What is a alter ego trust?

What is a alter ego trust?

An alter ego trust is a trust created after 1999 by a settlor aged 65 or over. The settlor has the exclusive right to receive all income from the trust. No other person, during the settlor’s lifetime, may receive or otherwise obtain the use of any part of the trust’s income or capital.

How are alter ego trusts taxed in Canada?

Accordingly, alter ego trusts are generally tax neutral while the settlor is alive. Income earned by an alter ego trust, however, will be subject to the top marginal tax rate. Once property is transferred to an alter ego trust, there is no deemed disposition 21 years after the date the trust is created.

How do I move my situs of trust?

Moving a trust means changing its situs from one state to another. Generally, this isn’t a problem for revocable trusts. In fact, it’s possible to change situs for a revocable trust by simply modifying it. Or, if that’s not an option, you can revoke the trust and establish a new one in the desired jurisdiction.

What is principal in a living trust?

Knowing such information may also greatly help a trustee as he or she works to allocate a trust’s assets correctly. As defined by the American Bar Association, principal is the property placed into a trust to benefit beneficiaries (either by producing income or through other means).

Can a trust own a principal residence?

There can be advantages to owning a principal residence in a trust. However, accessing the exemption through a trust is not always possible and the pitfalls must be understood. If you have any questions regarding the principal residence designation by a trust or an individual, please contact your TSG representative.

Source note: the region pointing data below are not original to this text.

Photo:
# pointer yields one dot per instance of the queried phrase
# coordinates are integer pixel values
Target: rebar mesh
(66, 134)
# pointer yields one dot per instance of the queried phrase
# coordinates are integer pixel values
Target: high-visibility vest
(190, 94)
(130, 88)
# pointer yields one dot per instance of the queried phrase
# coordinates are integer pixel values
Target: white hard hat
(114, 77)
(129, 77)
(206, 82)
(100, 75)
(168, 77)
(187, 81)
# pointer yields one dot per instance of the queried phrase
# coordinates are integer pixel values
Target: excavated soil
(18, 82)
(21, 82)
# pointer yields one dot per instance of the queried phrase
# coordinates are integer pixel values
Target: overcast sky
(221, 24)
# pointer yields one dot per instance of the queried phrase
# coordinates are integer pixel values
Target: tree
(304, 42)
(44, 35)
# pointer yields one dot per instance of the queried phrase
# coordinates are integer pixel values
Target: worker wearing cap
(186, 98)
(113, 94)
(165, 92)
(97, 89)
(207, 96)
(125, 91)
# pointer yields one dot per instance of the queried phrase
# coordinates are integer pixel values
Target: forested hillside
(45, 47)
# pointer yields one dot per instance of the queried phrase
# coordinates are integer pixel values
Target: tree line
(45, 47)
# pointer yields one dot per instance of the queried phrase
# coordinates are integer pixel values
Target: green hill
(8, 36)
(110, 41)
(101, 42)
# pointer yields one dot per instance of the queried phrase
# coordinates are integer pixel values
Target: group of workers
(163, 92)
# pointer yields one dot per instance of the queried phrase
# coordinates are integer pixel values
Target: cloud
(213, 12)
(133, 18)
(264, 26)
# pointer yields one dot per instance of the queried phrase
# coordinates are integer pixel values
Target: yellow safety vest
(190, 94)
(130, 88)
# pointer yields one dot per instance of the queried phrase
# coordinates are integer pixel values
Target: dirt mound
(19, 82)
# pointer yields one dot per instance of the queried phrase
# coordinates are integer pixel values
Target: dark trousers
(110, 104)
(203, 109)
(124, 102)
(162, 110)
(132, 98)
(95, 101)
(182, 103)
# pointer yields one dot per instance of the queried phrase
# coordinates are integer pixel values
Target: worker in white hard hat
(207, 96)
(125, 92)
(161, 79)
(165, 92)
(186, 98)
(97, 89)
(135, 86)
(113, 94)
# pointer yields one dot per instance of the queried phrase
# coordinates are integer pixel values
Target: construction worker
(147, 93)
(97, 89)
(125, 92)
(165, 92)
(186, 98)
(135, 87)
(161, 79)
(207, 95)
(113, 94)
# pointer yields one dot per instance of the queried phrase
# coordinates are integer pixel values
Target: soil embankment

Does an alter ego trust avoid probate?

Cost-effective alternatives. Alter ego trusts offer the potential to avoid probate and legal fees on death, potential asset protection, and the ability to transfer assets to the trust at cost (i.e., without the realization and taxation of capital gains when transferred to the trust).

What is the 21 year rule?

Commonly referred to as the “21 year rule,” the rule deems certain types of trusts to dispose of their capital property and recognize the accrued gains every 21 years. Without this rule, trusts could be used to defer the realization of a capital gain for more than 21 years (80 years in BC).

Can trust situs be changed?

Moving a trust means changing its situs from one state to another. Generally, this isn’t a problem for revocable trusts. In fact, it’s possible to change situs for a revocable trust by simply modifying it.

What determines the residency of a trust?

For tax purposes a trust may be taxed in any state for which it is determined to be a resident trust under the governing states definition of residency. This could be based on the location of the grantor, the location of the trustee or trust administrator, or the location of the beneficiaries.

What does Distribution of principal mean?

Principal Distribution means, in relation to the Mortgages Trust, any distribution by the Mortgages Trustee to any Beneficiary pursuant to Clause 11 (Distribution of Principal Receipts) or Clause 6.3 (Special Distribution) of the Mortgages Trust Deed; Sample 1Sample 2Sample 3.

Are distributions of principal from a trust taxable?

Principal Distributions. When trust beneficiaries receive distributions from the trust’s principal balance, they do not have to pay taxes on the distribution. The Internal Revenue Service (IRS) assumes this money was already taxed before it was placed into the trust.

Can an alter ego trust claim principal residence exemption?

Since alter ego and joint partner trusts qualify as “personal trusts” under the Act, the principal residence exemption can be claimed in respect of an actual or deemed disposition of a principal residence.

Can a trust use principal residence exemption?

The Principal Residence Exclusion, or Section 121 Exclusion, allows an individual to shield up to $250,000 of primary residence. Since a Trust is not a natural person, they are generally not allowed to use this exclusion.

What happens to an alter ego trust after death?

With an alter ego trust, there’s no deemed disposition until your death, or the death of the surviving spouse if it’s a joint partner trust (unless you elect otherwise).

Does the 21 year rule apply to alter ego trusts?

The 21-year deemed disposition rule, which applies to other inter vivos trusts does not generally apply to alter ego trusts during the lifetime of the settlor, or to joint partner trusts, during the lifetime of the settlor and their partner.

What determines the situs of a trust?

Most state laws determine the situs of a trust based on (i) the location of the trustee, and (ii) the place of administration of the trust.

Does it matter what state my trust is in?

If you have a revocable living trust, it should still be valid in your new state, or in any state for that matter. The main consideration with your trust when you move is to make sure it is funded with all of the assets you want to pass directly to a beneficiary.

Can a non resident be a trustee?

NRIs can be appointed as Trustees of valid Indian Trusts under Income Tax Act: ITAT [Read Order] The New Delhi bench of Income Tax Appellate Tribunal (ITAT) in Global Academy of Emergency Medicine versus CIT(E), held that under the Income Tax Act appointing of NRIs as trustees of valid Indian trusts are permissible.

Can a trust make unequal distributions?

There are two beneficiaries and they are supposed to share the Trust assets equally. If the Trustee gives each beneficiary a house, there will be an unequal distribution.